La bandera argentina recoge el celeste y el blanco del cielo. En el centro, un sol radiante, antropomorfo, que no sonríe.
Curiosamente, me explica un amor de pibe que estudia astrología, el país está regido por la luna; es una nación cáncer, con todos los rasgos que caracterizan al signo: conservador, sensible hasta lo susceptible, protector de la familia y de sus signos, casi tribal, centrado en lo que le es propio y en guardia permanente frente a lo externo. Por supuesto, también algo lunático.

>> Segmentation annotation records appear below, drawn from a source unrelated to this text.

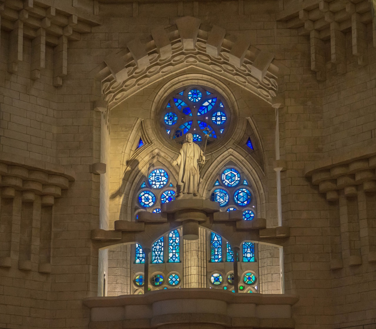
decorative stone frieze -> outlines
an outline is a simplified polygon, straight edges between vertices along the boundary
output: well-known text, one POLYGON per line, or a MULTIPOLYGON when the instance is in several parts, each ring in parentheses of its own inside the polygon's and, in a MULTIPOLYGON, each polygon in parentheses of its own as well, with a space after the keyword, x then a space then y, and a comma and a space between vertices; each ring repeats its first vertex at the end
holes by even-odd
POLYGON ((90 309, 91 329, 171 327, 169 324, 177 327, 188 324, 207 328, 276 329, 295 327, 291 309, 299 299, 292 295, 235 294, 190 288, 156 290, 139 295, 89 297, 83 304, 90 309))

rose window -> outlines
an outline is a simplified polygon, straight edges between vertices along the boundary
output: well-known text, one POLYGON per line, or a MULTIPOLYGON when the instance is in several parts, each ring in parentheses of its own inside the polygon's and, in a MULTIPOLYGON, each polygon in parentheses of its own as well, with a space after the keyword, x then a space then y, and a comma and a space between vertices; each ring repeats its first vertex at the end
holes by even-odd
POLYGON ((176 91, 165 101, 162 113, 164 134, 170 140, 183 142, 190 133, 199 143, 208 136, 208 143, 221 138, 229 123, 229 111, 223 97, 202 86, 176 91))

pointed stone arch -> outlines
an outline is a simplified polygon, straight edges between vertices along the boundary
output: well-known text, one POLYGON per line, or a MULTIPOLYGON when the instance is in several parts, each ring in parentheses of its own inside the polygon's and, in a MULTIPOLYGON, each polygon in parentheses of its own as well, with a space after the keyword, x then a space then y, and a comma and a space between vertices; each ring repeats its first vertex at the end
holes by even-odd
POLYGON ((132 40, 90 73, 94 98, 105 100, 111 109, 141 89, 194 67, 273 104, 278 77, 288 74, 289 69, 273 54, 251 46, 244 36, 233 42, 226 34, 224 29, 190 17, 178 18, 168 28, 157 27, 148 42, 132 40))

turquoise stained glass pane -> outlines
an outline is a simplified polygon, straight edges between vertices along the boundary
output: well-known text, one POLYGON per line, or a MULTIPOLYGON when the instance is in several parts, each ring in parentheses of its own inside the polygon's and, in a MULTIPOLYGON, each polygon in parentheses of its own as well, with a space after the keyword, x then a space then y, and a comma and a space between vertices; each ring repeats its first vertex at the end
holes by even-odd
POLYGON ((245 221, 252 221, 255 217, 255 214, 252 210, 247 209, 243 212, 243 219, 245 221))
POLYGON ((180 262, 180 236, 177 230, 168 234, 168 262, 180 262))
POLYGON ((155 195, 150 191, 143 191, 138 195, 138 202, 145 208, 152 207, 155 203, 155 195))
POLYGON ((213 114, 212 121, 217 125, 221 125, 226 121, 226 115, 223 112, 218 111, 213 114))
POLYGON ((155 169, 149 174, 149 184, 155 189, 161 189, 168 181, 168 174, 163 169, 155 169))
POLYGON ((211 255, 211 262, 222 261, 222 238, 214 232, 210 233, 211 255))
POLYGON ((216 189, 212 193, 212 201, 219 203, 220 207, 224 207, 229 202, 229 193, 223 189, 216 189))
POLYGON ((252 242, 243 243, 243 261, 255 262, 255 244, 252 242))
POLYGON ((169 190, 168 191, 165 191, 162 193, 161 196, 161 203, 167 203, 175 200, 175 191, 172 190, 169 190))
POLYGON ((171 274, 168 276, 168 283, 171 286, 177 286, 180 282, 180 277, 177 274, 171 274))
POLYGON ((234 193, 234 200, 239 206, 245 207, 252 199, 250 191, 244 187, 237 190, 234 193))
POLYGON ((249 147, 251 149, 253 149, 253 146, 252 145, 252 142, 251 142, 251 138, 250 137, 248 137, 248 139, 247 141, 247 146, 249 147))
POLYGON ((202 103, 202 105, 200 107, 197 115, 200 116, 207 113, 213 108, 216 101, 217 97, 214 97, 214 98, 211 98, 210 99, 208 99, 204 102, 202 103))
POLYGON ((143 264, 145 263, 145 253, 142 250, 141 245, 136 244, 136 253, 135 263, 136 264, 143 264))
POLYGON ((163 237, 157 240, 152 247, 152 263, 163 262, 163 237))
POLYGON ((141 137, 140 137, 140 140, 138 141, 138 144, 137 145, 137 148, 139 148, 144 145, 144 142, 142 141, 141 137))
POLYGON ((191 102, 198 102, 202 97, 202 94, 198 89, 192 89, 188 93, 188 99, 191 102))
POLYGON ((240 181, 240 174, 236 169, 229 168, 223 171, 221 178, 224 185, 232 187, 237 185, 240 181))
POLYGON ((169 112, 168 113, 166 113, 163 119, 167 125, 173 126, 177 121, 177 116, 176 113, 169 112))
POLYGON ((231 250, 231 246, 228 242, 227 242, 227 257, 226 257, 226 260, 227 262, 233 262, 234 261, 234 252, 231 250))

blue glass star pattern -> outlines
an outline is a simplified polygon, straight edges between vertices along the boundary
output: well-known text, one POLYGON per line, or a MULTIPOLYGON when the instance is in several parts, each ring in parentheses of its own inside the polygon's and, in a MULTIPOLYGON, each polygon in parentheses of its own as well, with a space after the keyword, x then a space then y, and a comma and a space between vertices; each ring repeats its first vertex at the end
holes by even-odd
POLYGON ((149 184, 155 189, 161 189, 168 181, 168 174, 163 169, 156 169, 149 174, 149 184))
POLYGON ((222 238, 214 232, 210 233, 211 262, 222 261, 222 238))
POLYGON ((225 169, 222 173, 221 177, 223 184, 229 187, 237 185, 240 181, 240 174, 233 168, 225 169))
POLYGON ((155 203, 155 195, 150 191, 143 191, 138 195, 138 202, 143 207, 149 208, 155 203))
POLYGON ((221 207, 224 207, 229 202, 229 193, 223 189, 216 189, 212 193, 212 201, 219 202, 221 207))
POLYGON ((252 195, 249 190, 244 188, 237 190, 234 193, 234 200, 239 206, 244 207, 250 202, 252 199, 252 195))

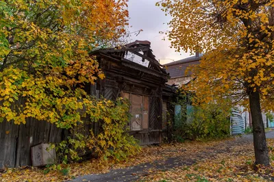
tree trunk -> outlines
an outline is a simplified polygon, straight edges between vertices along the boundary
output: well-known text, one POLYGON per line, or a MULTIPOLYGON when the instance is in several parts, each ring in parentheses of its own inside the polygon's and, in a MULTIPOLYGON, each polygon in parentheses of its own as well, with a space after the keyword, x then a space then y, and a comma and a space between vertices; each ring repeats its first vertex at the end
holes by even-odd
POLYGON ((253 125, 255 164, 269 166, 269 149, 267 148, 260 103, 260 93, 258 92, 251 92, 250 93, 249 105, 253 125))

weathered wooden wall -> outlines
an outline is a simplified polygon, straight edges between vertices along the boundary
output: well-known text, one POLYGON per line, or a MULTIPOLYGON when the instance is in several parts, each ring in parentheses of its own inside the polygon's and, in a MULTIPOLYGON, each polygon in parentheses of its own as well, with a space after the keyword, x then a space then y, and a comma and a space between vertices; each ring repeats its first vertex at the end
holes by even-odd
POLYGON ((64 133, 53 124, 33 118, 20 125, 4 120, 0 123, 0 168, 30 166, 32 146, 60 142, 64 133))

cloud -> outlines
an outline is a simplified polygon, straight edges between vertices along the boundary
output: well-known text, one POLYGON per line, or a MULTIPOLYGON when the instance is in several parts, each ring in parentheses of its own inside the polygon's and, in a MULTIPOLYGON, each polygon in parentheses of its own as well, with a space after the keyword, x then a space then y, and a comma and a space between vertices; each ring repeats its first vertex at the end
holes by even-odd
MULTIPOLYGON (((162 40, 164 36, 160 34, 159 31, 165 31, 168 29, 169 27, 166 23, 171 20, 171 17, 165 16, 160 8, 155 6, 157 1, 129 1, 129 25, 132 26, 129 31, 143 30, 137 37, 132 35, 132 40, 133 41, 136 40, 150 41, 156 59, 171 59, 176 61, 188 57, 189 53, 175 53, 175 49, 169 47, 171 42, 169 40, 162 40)), ((171 61, 171 60, 163 61, 163 62, 161 61, 161 64, 171 61)))

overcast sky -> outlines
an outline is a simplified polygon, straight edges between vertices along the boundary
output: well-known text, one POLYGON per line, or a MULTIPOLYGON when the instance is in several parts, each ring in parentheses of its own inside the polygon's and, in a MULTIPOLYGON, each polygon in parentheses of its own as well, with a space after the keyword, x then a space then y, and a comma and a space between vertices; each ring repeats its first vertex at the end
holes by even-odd
POLYGON ((162 64, 189 57, 189 53, 179 53, 169 48, 171 43, 169 40, 162 40, 164 35, 160 34, 159 31, 167 30, 166 23, 171 17, 166 16, 160 8, 155 5, 157 1, 158 0, 129 0, 127 2, 129 25, 132 26, 129 28, 129 31, 143 30, 138 36, 132 34, 132 40, 151 42, 153 53, 157 60, 161 60, 162 64))

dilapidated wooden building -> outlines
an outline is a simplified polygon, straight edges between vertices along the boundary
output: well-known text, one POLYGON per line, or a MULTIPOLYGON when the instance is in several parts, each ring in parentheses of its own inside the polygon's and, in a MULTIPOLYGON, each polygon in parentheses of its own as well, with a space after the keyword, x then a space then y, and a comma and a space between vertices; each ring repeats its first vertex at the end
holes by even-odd
POLYGON ((130 134, 140 144, 158 144, 166 136, 166 110, 173 109, 170 101, 174 94, 166 85, 169 75, 155 58, 149 41, 138 41, 121 49, 95 51, 105 79, 92 86, 91 94, 108 99, 118 96, 131 103, 130 134))
MULTIPOLYGON (((121 49, 94 51, 105 75, 86 90, 97 97, 129 99, 131 118, 129 132, 140 144, 159 144, 168 137, 166 121, 173 120, 170 104, 174 90, 166 85, 168 74, 155 58, 149 41, 136 41, 121 49), (169 118, 170 117, 170 118, 169 118)), ((92 128, 98 131, 99 125, 92 128)), ((28 118, 26 125, 0 123, 0 168, 31 166, 31 147, 41 142, 66 140, 68 131, 47 121, 28 118)))

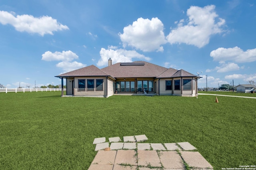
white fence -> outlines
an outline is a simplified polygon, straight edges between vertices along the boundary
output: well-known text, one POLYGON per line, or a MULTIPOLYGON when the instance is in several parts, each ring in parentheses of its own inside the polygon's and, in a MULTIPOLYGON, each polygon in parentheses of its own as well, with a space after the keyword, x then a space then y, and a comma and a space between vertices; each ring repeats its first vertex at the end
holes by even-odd
MULTIPOLYGON (((66 89, 64 88, 63 90, 66 91, 66 89)), ((61 88, 0 88, 0 92, 5 92, 7 93, 8 92, 55 92, 61 91, 61 88)))

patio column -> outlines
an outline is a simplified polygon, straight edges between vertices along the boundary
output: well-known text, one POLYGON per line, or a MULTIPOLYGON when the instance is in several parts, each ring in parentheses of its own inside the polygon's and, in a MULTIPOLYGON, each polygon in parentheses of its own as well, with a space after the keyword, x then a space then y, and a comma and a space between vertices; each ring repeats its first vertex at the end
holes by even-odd
POLYGON ((61 96, 63 96, 63 78, 61 78, 61 96))

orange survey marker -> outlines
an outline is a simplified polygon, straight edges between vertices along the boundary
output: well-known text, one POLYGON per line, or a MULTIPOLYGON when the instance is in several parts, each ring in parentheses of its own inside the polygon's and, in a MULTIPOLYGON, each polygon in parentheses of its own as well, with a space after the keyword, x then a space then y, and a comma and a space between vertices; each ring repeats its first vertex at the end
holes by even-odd
POLYGON ((216 103, 218 103, 219 101, 218 101, 218 98, 217 98, 217 97, 216 97, 216 100, 215 100, 215 102, 216 103))

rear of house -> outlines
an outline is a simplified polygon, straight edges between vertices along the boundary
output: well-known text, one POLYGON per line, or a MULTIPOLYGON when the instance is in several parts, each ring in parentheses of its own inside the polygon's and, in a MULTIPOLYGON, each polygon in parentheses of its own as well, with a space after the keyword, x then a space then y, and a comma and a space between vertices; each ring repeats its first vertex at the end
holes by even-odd
POLYGON ((141 61, 112 63, 110 59, 108 66, 104 68, 92 65, 56 77, 61 78, 62 82, 66 79, 68 96, 107 98, 117 94, 144 93, 198 95, 197 80, 200 77, 184 70, 167 68, 141 61))

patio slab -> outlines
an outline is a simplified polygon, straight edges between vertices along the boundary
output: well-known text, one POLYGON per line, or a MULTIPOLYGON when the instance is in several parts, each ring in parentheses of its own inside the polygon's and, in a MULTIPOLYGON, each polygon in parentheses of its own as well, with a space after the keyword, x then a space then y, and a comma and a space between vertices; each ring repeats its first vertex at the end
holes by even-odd
POLYGON ((109 146, 109 143, 108 142, 105 142, 105 143, 100 143, 96 144, 96 147, 95 147, 95 151, 97 151, 99 150, 102 149, 104 149, 106 148, 108 148, 109 146))
POLYGON ((137 147, 138 150, 149 150, 150 149, 150 145, 149 143, 137 143, 137 147))
POLYGON ((92 161, 92 164, 114 165, 116 155, 116 150, 99 150, 92 161))
POLYGON ((114 165, 103 165, 98 164, 92 164, 89 167, 88 170, 112 170, 114 165))
POLYGON ((129 164, 137 166, 137 158, 134 150, 118 150, 114 164, 129 164))
POLYGON ((175 150, 176 149, 180 150, 181 150, 175 143, 168 143, 164 144, 167 149, 167 150, 175 150))
POLYGON ((168 169, 182 169, 183 164, 180 155, 176 151, 160 152, 160 160, 164 167, 168 169))
POLYGON ((190 166, 200 168, 213 167, 198 152, 180 151, 183 159, 190 166))
POLYGON ((121 139, 118 137, 108 138, 108 141, 110 143, 118 142, 121 141, 121 139))
POLYGON ((160 159, 156 150, 138 150, 138 165, 161 167, 160 159))
POLYGON ((136 143, 124 143, 124 147, 123 147, 123 149, 136 149, 136 143))
POLYGON ((122 142, 112 142, 110 144, 110 149, 115 150, 118 149, 122 149, 124 146, 124 143, 122 142))
POLYGON ((135 135, 134 136, 135 137, 135 139, 136 139, 136 141, 137 142, 142 142, 143 141, 146 141, 148 140, 148 138, 146 135, 135 135))
POLYGON ((113 170, 136 170, 137 166, 122 166, 120 165, 114 165, 113 170))
POLYGON ((164 148, 162 143, 150 143, 151 147, 153 150, 166 150, 166 149, 164 148))
POLYGON ((195 150, 196 149, 194 146, 189 143, 188 142, 179 142, 178 144, 185 150, 195 150))
POLYGON ((135 142, 136 140, 134 136, 128 136, 124 137, 124 142, 135 142))
POLYGON ((97 143, 103 143, 106 142, 106 137, 98 137, 98 138, 94 139, 93 141, 93 144, 97 144, 97 143))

Una nueva amiga me expone su queja, amarga, porque no encuentra la ocasión de lucir un kimono: el qué dirán es muy pesado en este país extremadamente religioso. Mi respuesta es que el problema debe resolverlo desde dentro, en ella misma, porque las ocasiones de enfrentarse al otro las tendrá acá, y en Europa. Pero es cierto, debo aceptarle, que la renovación parece inasumible para la Argentina, y que tal vez por ello la palabra esté siempre en boca de todos, y la mirada, típica mirada en Argentina, puesta en algo lejano, demasiado difuso hasta para ser soñado.
Mi acompañante española me dice que uno no sabe nunca qué esperar en Argentina. Lo dice porque anoche nos acostamos sabiendo que hoy habría huelga en los subtes (metros), pero ya a las 9 de la mañana el paro se había levantado. Yo veo que todo sigue igual: con mejoras, la situación no es tan distinta a la del 2001: lo esperable es lo inesperado, lo confiable es que en un día se convoque un paro, se levante, y se vuelva a convocar.